Он глотает. Потом трясет головой. Видно, что ему тяжело.
Поэтому я поворачиваюсь к стойке и беру вилку. Отделяю кусок стейка и подношу его к губам.
— Ешь, милый. Это сделает меня счастливой.
Коул открывает рот и берет мясо, а затем стоит, как будто его ударило током, и жует.
— Мне нравится, когда ты послушный.
— Не привыкай к этому.
— Не буду. Хочешь еще?
Уставившись на мои губы, он кивает.
Я беру контейнер с острова, затем возвращаюсь и встаю перед ним, держа в руках еще один кусочек мяса. Я подношу его к губам. Он открывает рот и берет его.

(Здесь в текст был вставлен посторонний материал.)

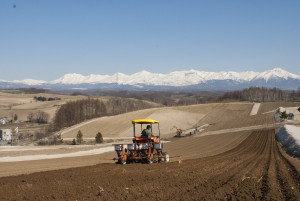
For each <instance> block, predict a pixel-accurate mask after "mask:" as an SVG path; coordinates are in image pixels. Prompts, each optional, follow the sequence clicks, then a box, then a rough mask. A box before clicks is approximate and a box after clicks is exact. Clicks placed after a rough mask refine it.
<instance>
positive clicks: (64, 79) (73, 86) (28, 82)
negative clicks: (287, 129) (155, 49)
mask: <svg viewBox="0 0 300 201" xmlns="http://www.w3.org/2000/svg"><path fill="white" fill-rule="evenodd" d="M250 86H255V87H268V88H270V87H271V88H273V87H277V88H280V89H285V90H294V89H297V88H298V87H300V76H299V75H295V74H292V73H289V72H287V71H285V70H283V69H281V68H274V69H272V70H267V71H264V72H261V73H260V72H253V71H246V72H232V71H229V72H225V71H222V72H205V71H197V70H189V71H175V72H171V73H169V74H160V73H151V72H148V71H141V72H138V73H135V74H132V75H126V74H123V73H116V74H113V75H111V76H110V75H96V74H91V75H88V76H84V75H81V74H76V73H71V74H65V75H64V76H62V77H60V78H58V79H56V80H53V81H43V80H33V79H24V80H14V81H6V80H0V88H1V89H12V88H29V87H34V88H48V89H52V90H62V89H73V90H76V89H77V90H78V89H80V90H84V89H103V90H114V89H116V90H236V89H244V88H247V87H250Z"/></svg>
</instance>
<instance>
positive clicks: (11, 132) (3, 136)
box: [0, 129, 12, 141]
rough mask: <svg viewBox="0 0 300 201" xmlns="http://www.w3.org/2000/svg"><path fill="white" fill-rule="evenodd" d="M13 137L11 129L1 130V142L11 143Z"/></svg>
mask: <svg viewBox="0 0 300 201" xmlns="http://www.w3.org/2000/svg"><path fill="white" fill-rule="evenodd" d="M11 136H12V132H11V129H0V141H10V140H11Z"/></svg>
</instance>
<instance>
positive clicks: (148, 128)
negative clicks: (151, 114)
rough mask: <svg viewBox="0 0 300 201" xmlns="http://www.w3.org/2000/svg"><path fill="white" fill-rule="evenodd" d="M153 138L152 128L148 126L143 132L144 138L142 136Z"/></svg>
mask: <svg viewBox="0 0 300 201" xmlns="http://www.w3.org/2000/svg"><path fill="white" fill-rule="evenodd" d="M151 136H152V133H151V126H150V125H148V126H147V127H146V129H144V130H143V131H142V136H141V137H143V138H148V137H151Z"/></svg>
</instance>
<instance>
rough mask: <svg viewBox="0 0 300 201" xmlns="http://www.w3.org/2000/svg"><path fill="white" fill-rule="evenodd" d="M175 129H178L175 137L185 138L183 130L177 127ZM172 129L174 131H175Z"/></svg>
mask: <svg viewBox="0 0 300 201" xmlns="http://www.w3.org/2000/svg"><path fill="white" fill-rule="evenodd" d="M173 128H175V129H176V135H175V137H184V134H183V130H182V129H180V128H177V126H175V125H174V126H173ZM173 128H172V129H173Z"/></svg>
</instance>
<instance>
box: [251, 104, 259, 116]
mask: <svg viewBox="0 0 300 201" xmlns="http://www.w3.org/2000/svg"><path fill="white" fill-rule="evenodd" d="M259 108H260V103H254V105H253V107H252V110H251V112H250V115H257V112H258V110H259Z"/></svg>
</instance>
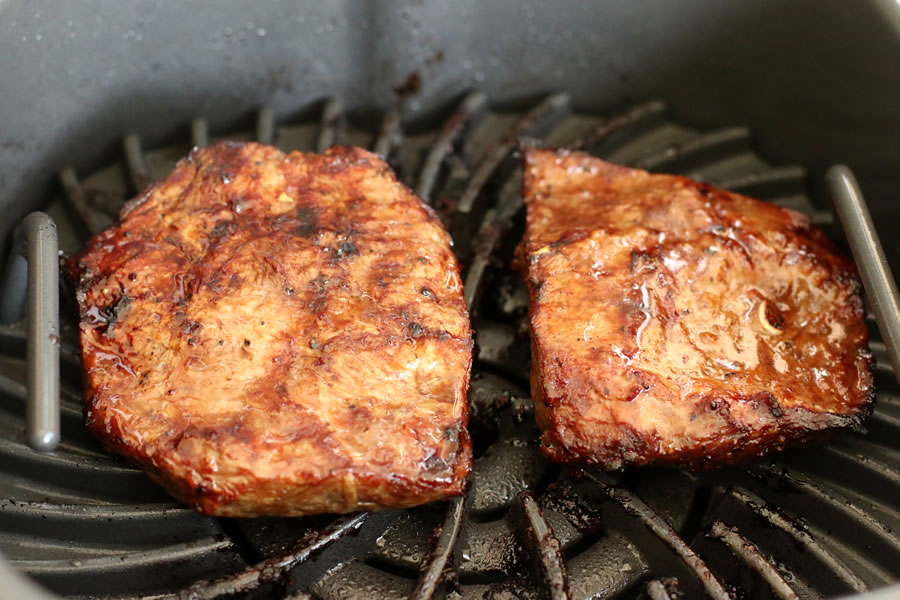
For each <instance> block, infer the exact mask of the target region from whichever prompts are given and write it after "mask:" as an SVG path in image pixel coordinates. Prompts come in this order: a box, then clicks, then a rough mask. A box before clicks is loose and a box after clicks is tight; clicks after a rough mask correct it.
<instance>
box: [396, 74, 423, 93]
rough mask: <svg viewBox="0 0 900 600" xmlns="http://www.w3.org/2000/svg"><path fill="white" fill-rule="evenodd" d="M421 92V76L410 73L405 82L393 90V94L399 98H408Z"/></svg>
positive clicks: (398, 85) (397, 86)
mask: <svg viewBox="0 0 900 600" xmlns="http://www.w3.org/2000/svg"><path fill="white" fill-rule="evenodd" d="M421 91H422V76H421V75H420V74H419V73H418V72H415V71H414V72H412V73H410V74H409V76H407V78H406V80H405V81H404V82H403V83H401V84H400V85H398V86H396V87H395V88H394V93H395V94H397V96H398V97H400V98H408V97H409V96H414V95H416V94H418V93H419V92H421Z"/></svg>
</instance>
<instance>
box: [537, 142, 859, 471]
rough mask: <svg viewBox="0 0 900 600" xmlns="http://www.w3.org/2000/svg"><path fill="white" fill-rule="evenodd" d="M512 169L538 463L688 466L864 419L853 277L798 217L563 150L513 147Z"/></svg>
mask: <svg viewBox="0 0 900 600" xmlns="http://www.w3.org/2000/svg"><path fill="white" fill-rule="evenodd" d="M525 168H526V172H525V200H526V202H527V204H528V217H527V230H526V233H525V239H524V241H523V247H524V248H523V249H524V253H525V258H526V262H527V269H528V281H527V283H528V287H529V291H530V295H531V315H530V318H531V331H532V339H533V352H532V360H533V368H532V393H533V395H534V398H535V403H536V410H537V418H538V422H539V425H540V427H541V429H542V431H543V435H542V448H543V451H544V453H545V454H546V455H547V456H548V457H549V458H551V459H552V460H555V461H560V462H574V463H596V464H599V465H601V466H603V467H605V468H609V469H614V468H619V467H621V466H623V465H629V464H632V465H640V464H649V463H678V464H690V465H693V466H695V467H700V466H704V465H712V464H721V463H730V462H737V461H740V460H742V459H746V458H749V457H752V456H756V455H759V454H762V453H764V452H767V451H770V450H773V449H780V448H782V447H784V446H785V445H786V444H788V443H792V442H797V441H800V440H805V439H809V438H811V437H815V436H817V435H820V434H821V433H822V432H824V431H827V430H829V429H832V428H836V427H843V426H855V425H858V424H859V423H860V422H861V421H862V420H863V419H864V418H865V417H866V416H868V414H869V412H870V411H871V404H872V401H873V392H872V374H871V360H872V359H871V355H870V353H869V351H868V349H867V331H866V326H865V323H864V321H863V308H862V302H861V300H860V297H859V284H858V282H857V279H856V276H855V269H854V265H853V264H852V263H851V262H849V261H848V260H846V259H845V258H844V257H843V256H841V255H840V254H838V252H837V251H836V249H835V247H834V246H833V245H832V244H831V243H830V242H829V241H828V240H827V239H826V237H825V235H824V234H823V233H822V231H820V230H819V229H817V228H816V227H814V226H812V225H810V223H809V221H808V220H807V219H806V217H804V216H802V215H800V214H798V213H795V212H793V211H789V210H785V209H782V208H779V207H776V206H774V205H771V204H768V203H766V202H762V201H759V200H754V199H751V198H746V197H744V196H739V195H737V194H733V193H730V192H726V191H723V190H719V189H715V188H713V187H711V186H708V185H704V184H700V183H696V182H693V181H691V180H689V179H686V178H684V177H675V176H669V175H650V174H648V173H646V172H644V171H639V170H634V169H627V168H624V167H619V166H615V165H611V164H608V163H606V162H603V161H602V160H599V159H596V158H592V157H590V156H588V155H585V154H581V153H574V152H572V153H569V152H565V151H559V152H555V151H549V150H529V151H528V152H527V153H526V156H525Z"/></svg>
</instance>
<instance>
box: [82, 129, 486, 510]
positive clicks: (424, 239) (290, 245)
mask: <svg viewBox="0 0 900 600" xmlns="http://www.w3.org/2000/svg"><path fill="white" fill-rule="evenodd" d="M69 266H70V269H71V271H72V272H73V274H74V275H75V276H76V277H77V278H78V302H79V305H80V309H81V319H82V320H81V344H82V351H83V354H84V365H85V369H86V374H87V377H86V407H85V409H86V411H85V412H86V420H87V425H88V427H89V428H90V429H91V430H92V431H93V432H94V433H95V434H96V435H97V436H98V437H100V439H101V440H103V442H104V444H105V445H106V446H107V447H108V448H110V449H111V450H114V451H116V452H119V453H121V454H124V455H125V456H127V457H129V458H131V459H133V460H135V461H136V462H138V463H139V464H140V465H142V466H143V467H144V468H145V469H146V470H147V471H148V473H149V474H150V475H151V476H152V477H153V478H154V479H156V480H157V481H158V482H159V483H161V484H162V485H163V486H164V487H166V488H167V489H168V490H169V491H170V492H171V493H172V494H173V495H174V496H176V497H177V498H179V499H180V500H182V501H184V502H186V503H188V504H191V505H193V506H194V507H195V508H196V509H197V510H199V511H202V512H205V513H209V514H216V515H224V516H255V515H305V514H310V513H319V512H347V511H355V510H360V509H376V508H381V507H404V506H412V505H417V504H422V503H425V502H431V501H433V500H437V499H440V498H445V497H447V496H451V495H455V494H459V493H460V492H461V490H462V488H463V485H464V480H465V478H466V476H467V475H468V473H469V470H470V468H471V444H470V441H469V438H468V434H467V431H466V425H467V407H466V391H467V388H468V382H469V370H470V366H471V353H472V336H471V330H470V327H469V321H468V315H467V311H466V307H465V303H464V301H463V297H462V285H461V283H460V279H459V269H458V265H457V262H456V259H455V258H454V256H453V254H452V252H451V251H450V238H449V236H448V235H447V233H446V232H445V231H444V230H443V229H442V228H441V226H440V225H439V223H438V221H437V219H436V218H435V216H434V215H433V214H432V212H431V211H430V210H429V209H428V208H427V207H426V206H425V205H424V204H422V202H420V201H419V200H418V199H417V198H416V197H415V196H414V195H413V194H412V192H410V191H409V190H408V189H407V188H406V187H404V186H403V185H401V184H400V183H398V182H397V180H396V178H395V177H394V175H393V174H392V173H391V171H390V169H389V168H388V166H387V165H386V164H385V163H384V162H383V161H381V160H380V159H379V158H378V157H377V156H375V155H374V154H371V153H369V152H366V151H364V150H360V149H357V148H332V149H331V150H329V151H328V152H326V153H325V154H324V155H315V154H301V153H296V152H295V153H292V154H289V155H284V154H282V153H281V152H279V151H278V150H276V149H274V148H271V147H267V146H261V145H258V144H237V143H222V144H217V145H215V146H212V147H210V148H207V149H202V150H195V151H194V152H193V153H192V154H191V155H190V156H189V157H188V158H187V159H186V160H183V161H182V162H180V163H179V164H178V166H177V167H176V168H175V170H174V171H173V172H172V174H171V175H169V176H168V177H167V178H166V179H165V180H163V181H161V182H160V183H158V184H156V185H154V186H153V187H152V188H150V189H149V190H148V191H147V192H145V193H144V194H142V195H141V196H140V197H139V198H138V199H136V201H134V202H133V203H132V204H131V205H130V206H129V207H127V208H126V209H125V210H124V211H123V216H122V220H121V222H120V223H118V224H117V225H115V226H113V227H112V228H110V229H109V230H107V231H105V232H103V233H101V234H100V235H98V236H96V237H95V238H93V239H92V240H91V241H90V243H89V244H88V246H87V248H86V249H85V251H84V252H83V254H81V255H80V256H77V257H75V258H73V259H72V260H71V261H70V263H69Z"/></svg>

Мы смотрим друг на друга в гробовом молчании, пока он не проглатывает.
— Еще?
Он кивает.
Когда я на этот раз подношу мясо к его рту, Коул обхватывает меня руками за талию и притягивает к себе. Я отдаю ему стейк, наблюдая, как пульс бьется на его шее. Его член все сильнее упирается в мое бедро.
Я шепчу: — Тебе нравится, когда я тебя кормлю.
— Да.
Его голос хриплый. Дыхание неровное. Зрачки быстро расширяются.
Он — человек, который совершает плохие поступки в темноте, как будто это очередной рабочий день, и возвращается домой немного уставшим, но собранным. Но стоит проявить к нему немного нежности, и он рассыпается, как песочный замок под ударами волн.
Как и мое сердце, наблюдая, как он распадается на части из-за меня.
Я ставлю контейнер на стойку, поворачиваюсь к нему, провожу руками по его груди и смотрю ему в глаза.
— Я думаю, что ты прекрасен. Все твои части. Все твои осколки. Они прекрасны для меня, как и ты. Так что, если у меня больше не будет возможности сказать тебе это, я говорю тебе сейчас, что если ты и твои монстры когда-нибудь решите, что вам нужен дом, то у вас есть дом во мне.
Коул молчит. Я и не ждала ответа.
Он слишком занят борьбой со своими демонами.
Я кормлю его оставшимся мясом из контейнера, а затем мы возвращаемся наверх и ложимся спать.